Всю жизнь люди говорили мне, что я похожа на маму, а Эдвард – вылитый отец. Но теперь я понимаю, что это не совсем правда. У нас с Эдвардом глаза одного цвета. Удивительного, таинственного карего цвета – совершенно не похожие ни на мамины, ни на папины.
– Я плохо его помню, – бормочу я.
– Какие травмы ты получила во время аварии?
– У меня было вывихнуто и сломано плечо – врач сказал, что треснула головка плечевой кости. А еще ушиб ребер и сотрясение мозга.
– Каким было лечение?
– Мне сделали операцию, – отвечаю я. – В руку вставили металлический прут, плечо поставили на место с помощью резиновой ленты и предмета, напоминающего мелкую проволочную сетку. – Я смотрю на побелевшего судью. – Я серьезно.
– Ты принимала какие-нибудь лекарства?
– Обезболивающие. В основном морфин.
– Как долго ты пролежала в больнице?
– Шесть дней. После операции возникли осложнения, их пришлось лечить, – поясняю я.
Циркония хмурится.
– Похоже, пострадала ты серьезно.
– Хуже всего, что я правша. По крайней мере, была правшой.
– Ты слышала показания брата о вашем разговоре до того, как он принял решение отключить отца от аппарата искусственной вентиляции легких. Когда это случилось?
– На пятый день моего пребывания в больнице. У меня разболелась рука. И медсестры дали мне лекарство, чтобы я уснула.
– И несмотря на это твой брат пытался обсудить с тобой такой серьезный вопрос, как жизнь и смерть вашего отца?
– Папины врачи как раз вошли в палату, чтобы сообщить мне прогнозы касательно его здоровья. Честно признаться, я расстроилась. Просто не могла слышать, как они утверждают, что папа никогда не поправится, – в тот момент у меня не было сил возражать. Одна из медсестер заставила всех уйти, потому что я разнервничалась, и она боялась, что разойдутся швы.
Циркония смотрит на Эдварда.
– И в этот момент брат решил поговорить с тобою по душам?
– Да. Я сказала ему, что не могу этого выносить.
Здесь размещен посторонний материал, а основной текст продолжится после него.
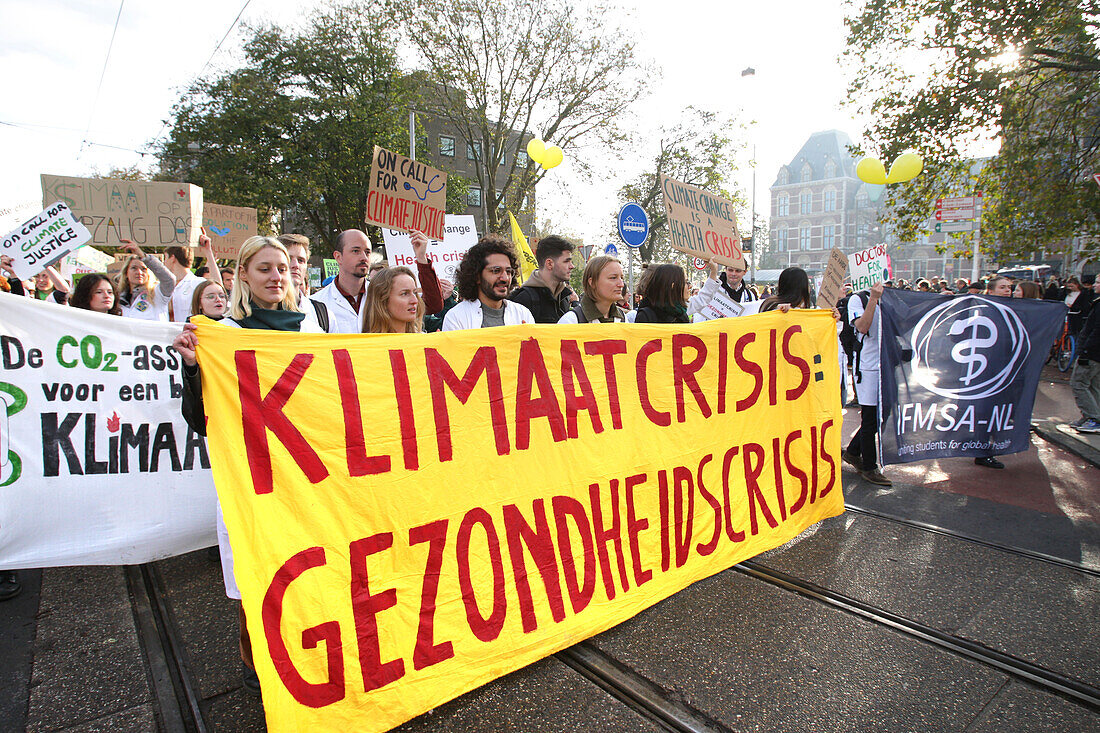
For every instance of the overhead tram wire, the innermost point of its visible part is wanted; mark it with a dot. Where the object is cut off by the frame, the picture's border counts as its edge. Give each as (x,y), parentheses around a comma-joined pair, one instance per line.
(102,74)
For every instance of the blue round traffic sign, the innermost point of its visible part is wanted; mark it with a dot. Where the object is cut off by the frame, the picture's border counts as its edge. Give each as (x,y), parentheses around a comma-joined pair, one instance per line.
(633,225)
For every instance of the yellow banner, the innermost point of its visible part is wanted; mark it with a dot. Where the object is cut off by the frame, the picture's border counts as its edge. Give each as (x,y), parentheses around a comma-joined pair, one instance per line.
(413,516)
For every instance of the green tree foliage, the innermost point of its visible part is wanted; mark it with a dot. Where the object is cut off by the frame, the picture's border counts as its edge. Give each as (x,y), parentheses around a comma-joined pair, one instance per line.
(294,127)
(510,70)
(700,151)
(939,77)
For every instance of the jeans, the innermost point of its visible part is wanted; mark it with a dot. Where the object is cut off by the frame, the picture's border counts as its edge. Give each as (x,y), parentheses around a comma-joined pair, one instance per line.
(1086,384)
(862,442)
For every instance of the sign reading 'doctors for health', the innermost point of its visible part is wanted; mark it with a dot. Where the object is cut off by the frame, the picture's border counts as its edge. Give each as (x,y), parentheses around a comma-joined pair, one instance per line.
(146,212)
(460,233)
(228,227)
(406,195)
(43,239)
(702,225)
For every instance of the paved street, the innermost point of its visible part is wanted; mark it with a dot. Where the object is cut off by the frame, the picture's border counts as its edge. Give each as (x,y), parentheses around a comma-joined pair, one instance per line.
(898,605)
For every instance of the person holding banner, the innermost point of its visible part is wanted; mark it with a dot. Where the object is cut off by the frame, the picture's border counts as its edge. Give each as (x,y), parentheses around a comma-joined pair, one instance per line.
(547,293)
(861,453)
(141,294)
(265,298)
(484,279)
(393,305)
(96,292)
(603,288)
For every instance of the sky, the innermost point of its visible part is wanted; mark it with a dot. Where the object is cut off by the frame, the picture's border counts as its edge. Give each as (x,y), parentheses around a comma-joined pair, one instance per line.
(58,94)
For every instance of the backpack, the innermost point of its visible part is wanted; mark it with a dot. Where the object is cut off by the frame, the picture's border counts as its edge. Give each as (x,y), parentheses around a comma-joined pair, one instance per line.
(849,340)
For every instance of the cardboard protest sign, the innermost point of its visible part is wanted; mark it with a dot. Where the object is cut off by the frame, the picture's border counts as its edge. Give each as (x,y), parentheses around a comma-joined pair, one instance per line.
(702,225)
(460,233)
(97,465)
(406,195)
(832,285)
(869,267)
(43,239)
(627,461)
(149,214)
(228,227)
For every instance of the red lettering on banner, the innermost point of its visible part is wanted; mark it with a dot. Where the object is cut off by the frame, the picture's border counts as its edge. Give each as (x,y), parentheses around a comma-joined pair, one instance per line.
(748,368)
(573,373)
(312,695)
(440,374)
(405,415)
(752,458)
(260,414)
(607,349)
(580,593)
(684,511)
(532,371)
(795,471)
(359,462)
(733,535)
(645,352)
(683,373)
(634,527)
(604,535)
(540,545)
(799,362)
(712,544)
(427,653)
(485,628)
(365,609)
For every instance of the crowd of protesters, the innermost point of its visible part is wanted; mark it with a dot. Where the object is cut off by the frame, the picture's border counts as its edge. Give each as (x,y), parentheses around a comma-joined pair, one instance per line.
(267,288)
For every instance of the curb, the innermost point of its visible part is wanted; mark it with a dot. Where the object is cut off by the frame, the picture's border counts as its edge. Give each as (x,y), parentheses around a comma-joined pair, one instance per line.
(1046,430)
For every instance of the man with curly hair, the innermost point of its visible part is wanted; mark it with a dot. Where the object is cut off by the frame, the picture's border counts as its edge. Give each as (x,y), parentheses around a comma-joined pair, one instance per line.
(483,281)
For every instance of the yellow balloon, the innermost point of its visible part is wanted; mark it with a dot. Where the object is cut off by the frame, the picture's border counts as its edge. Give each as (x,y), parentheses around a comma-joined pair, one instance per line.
(905,167)
(536,149)
(552,157)
(870,170)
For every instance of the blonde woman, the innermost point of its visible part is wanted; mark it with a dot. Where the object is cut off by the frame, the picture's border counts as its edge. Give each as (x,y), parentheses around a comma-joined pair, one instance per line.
(393,304)
(144,286)
(264,297)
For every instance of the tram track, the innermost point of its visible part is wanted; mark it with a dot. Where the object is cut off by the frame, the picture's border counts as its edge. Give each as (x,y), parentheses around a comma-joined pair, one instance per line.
(943,532)
(1066,687)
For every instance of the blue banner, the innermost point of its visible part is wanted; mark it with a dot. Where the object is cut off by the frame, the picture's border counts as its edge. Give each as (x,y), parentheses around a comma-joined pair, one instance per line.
(959,373)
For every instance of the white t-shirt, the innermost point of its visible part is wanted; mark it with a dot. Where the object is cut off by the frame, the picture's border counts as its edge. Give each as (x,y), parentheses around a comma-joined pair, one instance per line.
(182,296)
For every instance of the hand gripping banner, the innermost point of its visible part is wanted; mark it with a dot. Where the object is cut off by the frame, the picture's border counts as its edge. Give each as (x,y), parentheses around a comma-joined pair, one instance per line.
(414,515)
(958,374)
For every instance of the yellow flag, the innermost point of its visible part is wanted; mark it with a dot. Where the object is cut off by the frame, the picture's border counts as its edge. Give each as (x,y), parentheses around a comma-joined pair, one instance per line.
(527,260)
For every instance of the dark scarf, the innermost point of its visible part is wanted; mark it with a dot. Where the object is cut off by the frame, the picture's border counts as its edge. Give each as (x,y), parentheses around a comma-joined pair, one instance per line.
(272,320)
(675,314)
(592,313)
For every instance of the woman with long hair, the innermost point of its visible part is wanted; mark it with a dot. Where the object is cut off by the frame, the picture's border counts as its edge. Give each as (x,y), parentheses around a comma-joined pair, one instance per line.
(96,292)
(145,285)
(603,288)
(666,296)
(209,299)
(393,304)
(791,291)
(263,297)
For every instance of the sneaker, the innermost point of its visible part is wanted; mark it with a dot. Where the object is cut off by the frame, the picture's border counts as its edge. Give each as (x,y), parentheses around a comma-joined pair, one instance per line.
(876,478)
(9,584)
(250,680)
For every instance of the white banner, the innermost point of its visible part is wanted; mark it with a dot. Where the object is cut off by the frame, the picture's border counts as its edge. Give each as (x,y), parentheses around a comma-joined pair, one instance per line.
(97,465)
(460,233)
(43,239)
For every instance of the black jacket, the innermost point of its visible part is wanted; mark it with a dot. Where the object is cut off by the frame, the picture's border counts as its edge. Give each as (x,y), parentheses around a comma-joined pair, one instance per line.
(541,302)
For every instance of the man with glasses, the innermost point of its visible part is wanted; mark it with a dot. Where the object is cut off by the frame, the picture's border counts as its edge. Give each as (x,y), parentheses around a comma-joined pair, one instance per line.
(483,282)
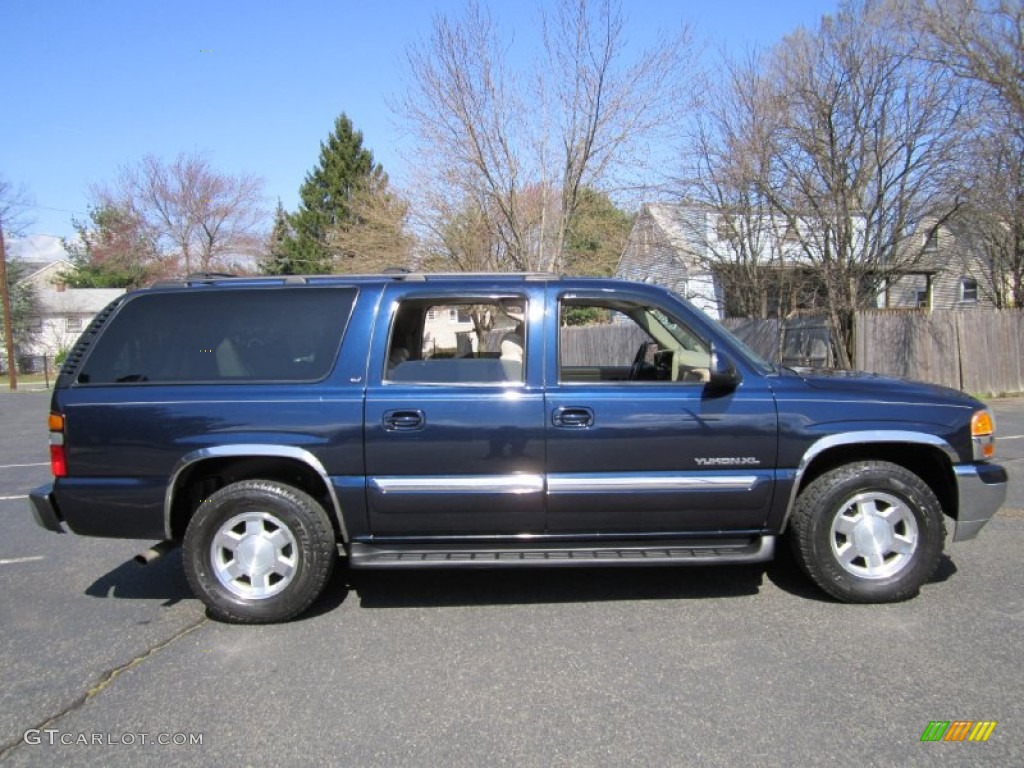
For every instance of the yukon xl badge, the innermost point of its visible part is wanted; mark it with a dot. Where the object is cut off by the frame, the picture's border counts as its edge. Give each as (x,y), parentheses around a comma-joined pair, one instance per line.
(727,461)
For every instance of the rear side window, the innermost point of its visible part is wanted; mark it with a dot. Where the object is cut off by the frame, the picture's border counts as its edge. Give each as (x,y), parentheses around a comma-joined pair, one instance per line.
(214,336)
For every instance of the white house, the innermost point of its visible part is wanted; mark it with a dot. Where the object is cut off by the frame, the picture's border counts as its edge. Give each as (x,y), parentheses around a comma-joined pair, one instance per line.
(61,312)
(681,247)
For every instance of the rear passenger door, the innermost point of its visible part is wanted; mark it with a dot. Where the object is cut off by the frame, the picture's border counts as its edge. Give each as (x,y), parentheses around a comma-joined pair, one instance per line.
(455,415)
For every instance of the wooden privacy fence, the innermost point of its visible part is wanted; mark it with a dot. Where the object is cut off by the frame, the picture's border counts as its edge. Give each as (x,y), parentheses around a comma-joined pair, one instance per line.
(609,344)
(978,351)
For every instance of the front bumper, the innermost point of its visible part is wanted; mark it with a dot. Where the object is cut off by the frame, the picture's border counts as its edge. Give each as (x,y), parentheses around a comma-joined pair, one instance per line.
(44,510)
(981,491)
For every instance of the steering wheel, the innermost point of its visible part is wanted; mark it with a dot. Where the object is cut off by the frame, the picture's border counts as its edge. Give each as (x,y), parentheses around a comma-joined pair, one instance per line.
(638,361)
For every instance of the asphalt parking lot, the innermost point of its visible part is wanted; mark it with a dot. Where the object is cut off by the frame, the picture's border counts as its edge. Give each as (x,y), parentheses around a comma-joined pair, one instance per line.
(104,662)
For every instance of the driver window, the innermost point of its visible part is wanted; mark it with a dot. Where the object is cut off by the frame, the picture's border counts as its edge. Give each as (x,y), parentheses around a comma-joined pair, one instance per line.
(461,341)
(627,342)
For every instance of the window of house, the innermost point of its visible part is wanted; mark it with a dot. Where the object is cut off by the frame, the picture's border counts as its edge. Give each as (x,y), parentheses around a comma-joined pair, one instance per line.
(726,227)
(621,341)
(493,352)
(969,290)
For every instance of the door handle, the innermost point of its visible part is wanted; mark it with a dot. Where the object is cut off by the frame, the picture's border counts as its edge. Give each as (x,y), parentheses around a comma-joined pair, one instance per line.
(573,417)
(403,421)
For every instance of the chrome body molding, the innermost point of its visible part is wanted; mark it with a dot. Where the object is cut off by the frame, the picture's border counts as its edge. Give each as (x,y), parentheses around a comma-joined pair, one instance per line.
(859,438)
(242,451)
(981,489)
(628,481)
(460,484)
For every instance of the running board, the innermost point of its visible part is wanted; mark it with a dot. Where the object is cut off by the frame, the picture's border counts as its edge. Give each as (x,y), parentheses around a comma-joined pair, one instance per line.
(758,549)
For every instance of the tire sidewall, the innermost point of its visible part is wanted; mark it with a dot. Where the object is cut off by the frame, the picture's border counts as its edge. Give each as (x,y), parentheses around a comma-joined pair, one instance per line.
(295,510)
(834,496)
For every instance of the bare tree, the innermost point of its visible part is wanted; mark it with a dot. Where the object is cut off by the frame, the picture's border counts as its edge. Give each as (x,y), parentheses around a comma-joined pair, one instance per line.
(982,42)
(743,242)
(496,137)
(862,154)
(978,40)
(200,219)
(14,304)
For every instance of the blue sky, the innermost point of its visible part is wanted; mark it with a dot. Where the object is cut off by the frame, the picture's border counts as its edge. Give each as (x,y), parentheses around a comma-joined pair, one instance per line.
(90,86)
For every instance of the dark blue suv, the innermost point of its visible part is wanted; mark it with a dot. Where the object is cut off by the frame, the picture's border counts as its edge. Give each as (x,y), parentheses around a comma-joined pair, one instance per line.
(269,425)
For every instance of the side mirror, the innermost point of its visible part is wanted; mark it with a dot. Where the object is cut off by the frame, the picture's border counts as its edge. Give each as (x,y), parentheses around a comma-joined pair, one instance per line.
(724,377)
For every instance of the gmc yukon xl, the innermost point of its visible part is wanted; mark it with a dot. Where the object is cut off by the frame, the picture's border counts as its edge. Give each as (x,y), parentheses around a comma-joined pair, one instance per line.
(272,426)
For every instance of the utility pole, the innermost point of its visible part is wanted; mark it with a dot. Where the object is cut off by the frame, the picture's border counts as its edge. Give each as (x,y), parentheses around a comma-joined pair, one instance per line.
(7,321)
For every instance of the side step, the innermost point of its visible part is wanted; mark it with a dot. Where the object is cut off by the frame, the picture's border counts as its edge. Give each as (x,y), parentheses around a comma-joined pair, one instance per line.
(753,550)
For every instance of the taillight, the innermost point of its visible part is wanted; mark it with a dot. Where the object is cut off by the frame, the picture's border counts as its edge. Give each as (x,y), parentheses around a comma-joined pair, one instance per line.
(983,434)
(58,462)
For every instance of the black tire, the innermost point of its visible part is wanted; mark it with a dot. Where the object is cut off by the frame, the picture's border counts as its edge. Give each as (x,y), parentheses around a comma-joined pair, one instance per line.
(870,531)
(258,552)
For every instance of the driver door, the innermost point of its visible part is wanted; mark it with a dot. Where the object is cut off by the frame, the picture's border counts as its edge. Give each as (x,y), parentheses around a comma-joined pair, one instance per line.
(635,442)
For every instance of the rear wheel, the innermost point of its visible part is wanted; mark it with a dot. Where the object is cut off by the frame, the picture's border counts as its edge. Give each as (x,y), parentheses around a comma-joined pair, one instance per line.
(868,531)
(258,551)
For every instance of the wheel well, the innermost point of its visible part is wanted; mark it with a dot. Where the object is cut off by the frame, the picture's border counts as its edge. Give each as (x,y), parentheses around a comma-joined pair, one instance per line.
(929,463)
(201,479)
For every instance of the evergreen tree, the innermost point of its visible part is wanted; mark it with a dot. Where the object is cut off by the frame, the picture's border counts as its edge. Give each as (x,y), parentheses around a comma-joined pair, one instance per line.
(279,253)
(596,235)
(346,169)
(23,307)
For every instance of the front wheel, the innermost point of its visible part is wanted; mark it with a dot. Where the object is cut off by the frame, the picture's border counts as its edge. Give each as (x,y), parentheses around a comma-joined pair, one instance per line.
(869,531)
(258,551)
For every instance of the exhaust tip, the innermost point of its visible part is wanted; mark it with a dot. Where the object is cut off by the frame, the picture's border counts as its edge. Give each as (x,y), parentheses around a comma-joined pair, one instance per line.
(156,552)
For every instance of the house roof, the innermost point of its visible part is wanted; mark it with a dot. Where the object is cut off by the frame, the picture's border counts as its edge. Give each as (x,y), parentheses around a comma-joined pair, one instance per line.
(75,300)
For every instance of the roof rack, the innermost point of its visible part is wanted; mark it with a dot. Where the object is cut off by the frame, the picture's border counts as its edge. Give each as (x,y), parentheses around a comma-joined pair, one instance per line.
(394,273)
Я имела в виду, что не могу слышать, как врачи говорят о моем отце так, словно он уже умер. Но Эдвард, видимо, истолковал мои слова как нежелание принимать решение относительно будущего отца.
– Протестую! – вмешивается Джо. – Это всего лишь предположение.
– Протест принят, – отвечает судья.
– После этого вы с братом беседовали?
– Да, – говорю я. – Когда он собирался убить моего отца.
– Опиши суду, как это происходило.
Я не хочу этого делать, но через секунду мысленно оказываюсь опять в больнице, снова слышу, как больничный адвокат говорит, что Эдвард сказал им, будто я дала согласие. Я босиком бегу вниз по лестнице в палату отца в реанимационном отделении. Там полно народу – «вечеринка», на которую меня не пригласили. «Он лжет!» – кричу я, и этот крик, вырвавшись из самой глубины моего естества, кажется первобытным, незнакомым.
Момент облегчения, когда адвокат отменяет процедуру. Я начинаю рыдать. Замедленная реакция на шок – такое бывает, когда понимаешь, что находился на волосок от смерти.
Последний раз я чувствовала подобное, когда наш грузовик врезался в дерево, до того как я…
До того как.
– Складывалось впечатление, что Эдвард даже не слышит меня, – бормочу я. – Он оттолкнул с дороги медсестру, нагнулся и выдернул штепсель аппарата.
Судья ободряюще смотрит на меня и ждет продолжения.
– Кто-то опять воткнул штепсель в розетку. Санитар повис на Эдварде, пока не подоспела охрана и не вывела его из палаты.